Marklogic commit frame/return sequence guarantee


I have a simple 1 node Marklogic server that I need to purge documents daily.

The test query below selects the documents then returns a sequence which I want to do the following:

  1. output the name of the file being extracted
  2. ensure the directory path exists of file in #1
  3. save a zipped version of the document to the file in #1.
  4. Delete the document

Is this structure safe? It returns a sequence for each document to be deleted. The last item in the returned sequence deletes the document. If any of the prior steps fail, will the document still be deleted? Should I trust the engine to execute the return sequence in order given?

xquery version "1.0-ml";
declare namespace html = "http://www.w3.org/1999/xhtml";
let $dateLimitAll := current-dateTime() -xs:dayTimeDuration("P1460D")
let $dateLimitSome := current-dateTime() -xs:dayTimeDuration("P730D")
for $adoc in doc()[1 to 5]
 let $docDate := $adoc/Unit/created
 let $uri := document-uri($adoc)
 let $path:=  fn:concat("d:/purge/" , $adoc/Unit/xmldatastore/state/data(), "/", fn:year-from-dateTime($docDate), "/", fn:month-from-dateTime($docDate))
 let $filename :=  fn:concat($path, "/", $uri, ".zip")
where ( ($docDate < $dateLimitAll) or (($docDate < $dateLimitSome) and ($adoc/Unit/xmldatastore/state != "FIRMED") and ($adoc/Unit/xmldatastore/state != "SHIPPED")))
return ( $filename, xdmp:filesystem-directory-create($path, map:new(map:entry("createParents", fn:true()))), xdmp:save($filename, xdmp:zip-create(<parts xmlns="xdmp:zip"><part>{$uri}</part></parts>, doc($uri))), xdmp:document-delete($uri) )

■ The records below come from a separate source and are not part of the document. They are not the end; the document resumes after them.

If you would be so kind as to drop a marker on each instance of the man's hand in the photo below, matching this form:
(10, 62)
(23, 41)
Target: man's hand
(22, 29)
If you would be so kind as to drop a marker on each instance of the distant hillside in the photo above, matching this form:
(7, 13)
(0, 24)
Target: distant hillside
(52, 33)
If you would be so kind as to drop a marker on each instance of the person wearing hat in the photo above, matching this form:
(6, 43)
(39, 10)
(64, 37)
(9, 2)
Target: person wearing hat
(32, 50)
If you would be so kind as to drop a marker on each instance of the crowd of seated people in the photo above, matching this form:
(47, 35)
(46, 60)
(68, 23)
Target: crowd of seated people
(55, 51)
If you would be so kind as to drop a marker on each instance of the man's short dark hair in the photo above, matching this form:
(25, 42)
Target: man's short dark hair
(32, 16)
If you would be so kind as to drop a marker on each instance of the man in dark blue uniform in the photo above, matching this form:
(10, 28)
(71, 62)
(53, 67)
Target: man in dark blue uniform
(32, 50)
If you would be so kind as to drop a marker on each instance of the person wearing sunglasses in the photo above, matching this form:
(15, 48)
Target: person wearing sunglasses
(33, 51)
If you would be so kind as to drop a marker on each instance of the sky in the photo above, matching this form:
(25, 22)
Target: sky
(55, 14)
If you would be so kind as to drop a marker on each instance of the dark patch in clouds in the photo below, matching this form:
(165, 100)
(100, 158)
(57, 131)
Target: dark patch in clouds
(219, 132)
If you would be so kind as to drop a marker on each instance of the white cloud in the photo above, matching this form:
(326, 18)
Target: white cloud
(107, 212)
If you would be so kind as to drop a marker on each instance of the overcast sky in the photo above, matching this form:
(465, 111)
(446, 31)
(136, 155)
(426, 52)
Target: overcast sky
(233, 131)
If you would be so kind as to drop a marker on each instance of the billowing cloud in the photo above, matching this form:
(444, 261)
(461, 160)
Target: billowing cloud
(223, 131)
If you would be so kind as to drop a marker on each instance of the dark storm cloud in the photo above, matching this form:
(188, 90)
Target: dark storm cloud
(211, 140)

p.s. please ignore the [1 to 5] doc limit. Added for testing.


Solution

  • If any of the prior steps fail, will the document still be deleted?

    If there is an error in the execution of that module, the transaction will rollback and the delete from the database will be undone.

    However, the directory and zip file written to the filesystem will persist and will not be deleted. The xdmp:filesystem-directory-create() and xdmp:save() functions do not rollback or get undone if a transaction rolls back.

    Should I trust the engine to execute the return sequence in order given?

    Not sure that it matters much, given the statement above.

    Is this structure safe?

    It is unclear how many documents you might be dealing with. You may find that the filter is better/faster using cts:search and some indexes to target the candidate documents. Also, even if you can select the set of documents to process faster, if there are a lot of documents, you could still exceed execution time limits.

    Another approach might be to break up the work. Select the URIs of the documents that match the criteria, and then have separate query executions for each document that is responsible for saving the zip file and deleting the document from the database. This is likely to be faster, as you can process multiple documents in parallel, avoids the risk of a timeout, and in the event of an exception, allows for some items to fail without causing the entire set to fail and rollback.

    Tools such as CoRB were built exactly for this type of batch work.